Mexico in de Tweede Wereldoorlog
Mexico was in de Tweede Wereldoorlog aanvankelijk neutraal, maar sloot zich in 1942 aan bij de geallieerden.
Voorgeschiedenis
Mexico had vanaf 1910 een revolutie meegemaakt die ontstaan was als verzet tegen dictator Porfirio Díaz en culmineerde in de proclamatie van een nieuwe grondwet in 1917. Nadat het revolutionaire animo rond 1930 was gedaald, trad in 1934 de hervormingsgezinde en charismatische president Lázaro Cárdenas aan, die veel van de niet nagekomen beloftes alsnog werkelijkheid wilde laten worden en een van de populairste presidenten van Mexico zou worden. Cárdenas gaf zijn goedkeuring aan stakingen en deelde land uit aan landloze boeren. Cárdenas hervormde de regerende Partij van de Mexicaanse Revolutie (PRM), en gaf het een corporatistisch karakter, verdeeld in boeren-, arbeiders-, volks- en aanvankelijk ook militaire belangengroepen.

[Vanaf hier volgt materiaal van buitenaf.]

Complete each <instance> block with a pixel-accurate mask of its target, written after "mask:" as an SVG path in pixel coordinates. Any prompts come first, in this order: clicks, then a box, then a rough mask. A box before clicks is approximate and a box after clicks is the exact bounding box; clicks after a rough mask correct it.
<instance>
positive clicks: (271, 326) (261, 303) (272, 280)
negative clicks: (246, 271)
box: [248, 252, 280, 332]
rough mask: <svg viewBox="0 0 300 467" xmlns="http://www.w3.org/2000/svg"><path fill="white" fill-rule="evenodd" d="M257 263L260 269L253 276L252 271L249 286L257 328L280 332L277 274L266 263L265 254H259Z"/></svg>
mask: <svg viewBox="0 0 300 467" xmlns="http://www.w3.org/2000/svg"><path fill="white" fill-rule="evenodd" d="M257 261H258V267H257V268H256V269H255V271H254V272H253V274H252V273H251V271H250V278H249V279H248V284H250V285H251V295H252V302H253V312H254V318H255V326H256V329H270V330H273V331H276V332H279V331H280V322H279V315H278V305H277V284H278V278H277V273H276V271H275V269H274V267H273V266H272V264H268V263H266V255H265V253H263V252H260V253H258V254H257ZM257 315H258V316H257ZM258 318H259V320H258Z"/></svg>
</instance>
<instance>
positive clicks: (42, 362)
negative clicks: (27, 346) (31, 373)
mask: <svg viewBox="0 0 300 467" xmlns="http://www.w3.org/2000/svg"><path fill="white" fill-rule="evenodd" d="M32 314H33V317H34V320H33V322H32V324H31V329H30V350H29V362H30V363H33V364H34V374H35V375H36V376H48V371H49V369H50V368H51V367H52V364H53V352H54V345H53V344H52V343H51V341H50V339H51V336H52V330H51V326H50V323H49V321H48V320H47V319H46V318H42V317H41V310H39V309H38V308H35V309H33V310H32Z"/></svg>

Nationalisatie van de aardolie
In een conflict over loon en arbeidsvoorwaarden tussen Mexicaanse arbeiders en buitenlandse oliemaatschappijen stelde het Hooggerechtshof de arbeiders in het gelijk. De oliemaatschappijen weigerden hieraan te voldoen. Cárdenas bood aan te onderhandelen, en verklaarde een einde te zullen maken aan de stakingen indien de oliemaatschappijen 26 miljoen peso in achterstallig loon zouden betalen. De oliemaatschappijen gaven echter aan Cárdenas niet te vertrouwen, waarna Cárdenas op 18 maart 1938 overging tot nationalisatie van de aardolie, zoals al voorgeschreven was in de grondwet van 1917.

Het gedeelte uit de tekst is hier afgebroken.